Malcolm’s letter arrived by the first post. It was like Malcolm the man, frank and abrupt, both shrewd and impulsive. Malcolm was one of those unusual persons, a hard-headed enthusiast. He wrote things about “Smith” that made Scarsdale go all tremulous and tight inside. He asked Scarsdale to lunch on Tuesday. He said—that provided they could agree upon terms, he—Malcolm—proposed to publish “Smith” in the late autumn. He emphasized with complete frankness the risk involved in the publication of a first novel and the problematical extent of the book’s success.
Scarsdale had read the letter in his sitting-room. Mrs. Richmond was upstairs putting on her hat before walking to Highbury Terrace, and suddenly she heard Scarsdale’s voice at the foot of the stairs. It had a breathlessness.
“Eleanor,—Eleanor.”
She came out on the narrow landing.
“Yes,—Spen.”
“The book,—Malcolm wants to publish ‘Smith’.”
“O, my dear, how splendid.”
His long legs carried him swiftly up the stairs. Almost he seemed to crouch at her feet; his arms embraced her knees.

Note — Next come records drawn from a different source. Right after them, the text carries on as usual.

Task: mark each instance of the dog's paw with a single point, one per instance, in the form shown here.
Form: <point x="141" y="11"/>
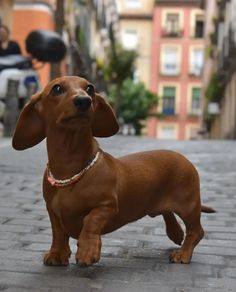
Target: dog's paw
<point x="89" y="252"/>
<point x="56" y="258"/>
<point x="180" y="256"/>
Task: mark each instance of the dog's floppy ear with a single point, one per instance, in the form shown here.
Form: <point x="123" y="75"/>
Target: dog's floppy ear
<point x="30" y="128"/>
<point x="104" y="122"/>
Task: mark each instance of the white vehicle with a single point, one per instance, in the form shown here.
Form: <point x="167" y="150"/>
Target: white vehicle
<point x="18" y="68"/>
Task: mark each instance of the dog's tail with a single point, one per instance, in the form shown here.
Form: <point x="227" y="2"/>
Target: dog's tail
<point x="206" y="209"/>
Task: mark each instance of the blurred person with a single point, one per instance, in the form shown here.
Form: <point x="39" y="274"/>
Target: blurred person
<point x="7" y="46"/>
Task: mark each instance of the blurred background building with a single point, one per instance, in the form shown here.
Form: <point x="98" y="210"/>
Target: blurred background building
<point x="220" y="69"/>
<point x="177" y="60"/>
<point x="136" y="24"/>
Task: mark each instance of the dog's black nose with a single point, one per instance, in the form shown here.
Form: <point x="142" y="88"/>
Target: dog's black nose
<point x="82" y="102"/>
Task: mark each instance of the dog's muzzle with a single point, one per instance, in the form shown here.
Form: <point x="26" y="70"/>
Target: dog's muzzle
<point x="83" y="103"/>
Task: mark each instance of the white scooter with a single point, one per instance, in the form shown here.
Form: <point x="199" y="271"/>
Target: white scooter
<point x="43" y="46"/>
<point x="19" y="69"/>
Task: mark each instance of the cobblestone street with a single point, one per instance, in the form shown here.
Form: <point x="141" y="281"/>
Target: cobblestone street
<point x="135" y="257"/>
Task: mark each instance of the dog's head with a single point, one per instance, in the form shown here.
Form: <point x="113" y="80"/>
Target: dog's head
<point x="68" y="102"/>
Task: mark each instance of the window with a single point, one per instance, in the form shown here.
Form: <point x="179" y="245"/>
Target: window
<point x="130" y="39"/>
<point x="133" y="3"/>
<point x="170" y="61"/>
<point x="199" y="26"/>
<point x="195" y="101"/>
<point x="167" y="132"/>
<point x="168" y="107"/>
<point x="172" y="24"/>
<point x="197" y="61"/>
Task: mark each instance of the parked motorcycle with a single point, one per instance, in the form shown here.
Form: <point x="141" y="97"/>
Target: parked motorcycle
<point x="18" y="77"/>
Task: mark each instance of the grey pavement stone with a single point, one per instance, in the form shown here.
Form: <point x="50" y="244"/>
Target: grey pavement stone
<point x="134" y="258"/>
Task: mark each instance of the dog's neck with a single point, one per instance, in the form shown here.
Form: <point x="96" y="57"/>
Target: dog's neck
<point x="69" y="151"/>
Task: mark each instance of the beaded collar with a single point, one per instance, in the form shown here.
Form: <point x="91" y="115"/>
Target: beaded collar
<point x="65" y="182"/>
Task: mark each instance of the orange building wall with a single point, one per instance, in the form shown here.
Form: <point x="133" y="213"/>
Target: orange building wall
<point x="183" y="80"/>
<point x="26" y="20"/>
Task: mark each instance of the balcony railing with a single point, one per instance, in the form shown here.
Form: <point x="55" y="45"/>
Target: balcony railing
<point x="171" y="34"/>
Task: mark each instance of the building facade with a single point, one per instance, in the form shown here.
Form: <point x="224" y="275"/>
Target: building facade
<point x="176" y="69"/>
<point x="136" y="18"/>
<point x="221" y="39"/>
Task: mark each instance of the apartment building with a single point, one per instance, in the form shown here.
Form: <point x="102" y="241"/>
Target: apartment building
<point x="177" y="58"/>
<point x="221" y="39"/>
<point x="136" y="17"/>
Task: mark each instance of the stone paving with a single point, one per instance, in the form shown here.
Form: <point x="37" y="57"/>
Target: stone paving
<point x="135" y="257"/>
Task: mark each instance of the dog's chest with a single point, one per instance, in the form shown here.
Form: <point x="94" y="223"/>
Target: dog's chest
<point x="70" y="211"/>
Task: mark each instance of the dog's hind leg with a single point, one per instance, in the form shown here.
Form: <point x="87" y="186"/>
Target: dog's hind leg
<point x="173" y="229"/>
<point x="194" y="233"/>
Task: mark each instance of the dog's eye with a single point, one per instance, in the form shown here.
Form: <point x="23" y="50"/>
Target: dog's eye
<point x="90" y="90"/>
<point x="57" y="89"/>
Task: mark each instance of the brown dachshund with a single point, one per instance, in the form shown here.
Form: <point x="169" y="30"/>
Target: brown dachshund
<point x="87" y="191"/>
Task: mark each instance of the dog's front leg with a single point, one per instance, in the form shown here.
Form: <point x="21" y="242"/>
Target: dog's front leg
<point x="59" y="253"/>
<point x="89" y="243"/>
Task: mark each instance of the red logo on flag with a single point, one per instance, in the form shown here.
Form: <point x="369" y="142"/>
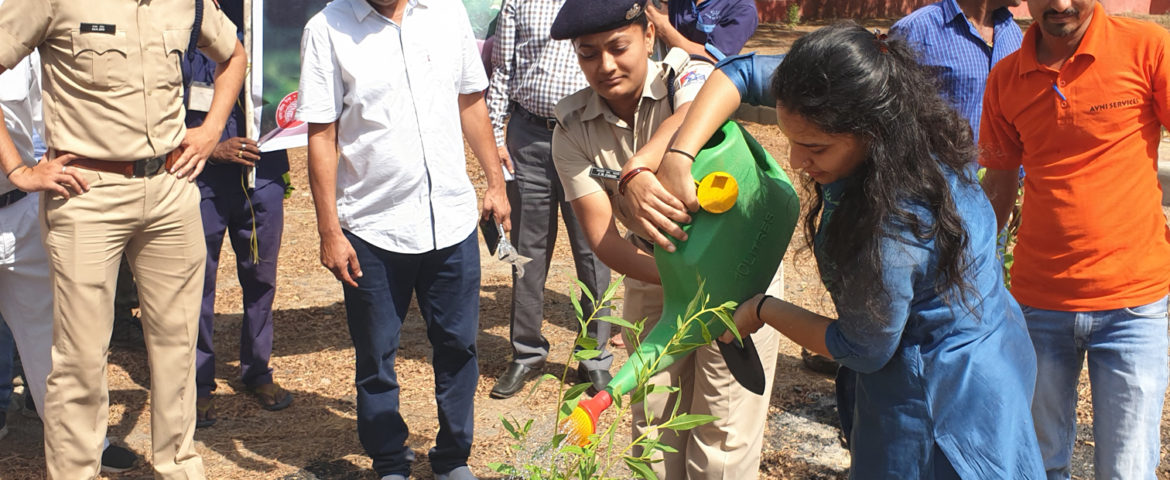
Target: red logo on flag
<point x="286" y="112"/>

“Eleanor,—I can hardly believe it. O, my dear, isn’t it wonderful.”
She bent over him.
“Spen,—I believed it
would. I’ve been praying.”
“Praying! How wonderful, of you and everything.”
3
“Smith” was to be published in October. The agreement had been signed; Scarsdale was to receive £100 as an advance on royalties, and the royalties payable were ten per cent. per copy sold on the first five thousand copies, fifteen per cent. on the second five thousand, twenty per cent. after ten thousand copies had been sold, but Scarsdale’s imagination never mounted that twenty per cent. Pegasus. He supposed that “Smith” might sell some two or three thousand copies, and that for a first novel by a thoroughly obscure person such a sale would be considered a success. The hundred pounds advanced to him by Messrs. Makin & Malcolm would be covered by the sales.
He was honest with Eleanor.
“I don’t expect that we shall make more than the hundred pounds out of the book.”
She accepted the “we.” The partnership deed was to be sealed.
“If you wrote one book a year, Spen.”
“Short stories pay better. Supposing I had a dozen short stories accepted at eight guineas apiece. A hundred for a book, and roughly a hundred for stories. Of course I might do more.”
“Two hundred a year. We could live here on that, Spen. Besides, I could go on working.”
“But I don’t want you to,—Eleanor, unless—of course—”
“We can see.”
So, Scarsdale sat down and wrote short stories. Raymond had given him other introductions, and he had placed three stories with other editors. It was not in his mind for the moment to produce a successor to “Smith”; in fact, he had no idea for a second book, no fructifying theme or character. For the moment “Smith” sufficed him and filled the future. Moreover, Scarsdale had other and more moving matters on his mind. He and Eleanor were to be married.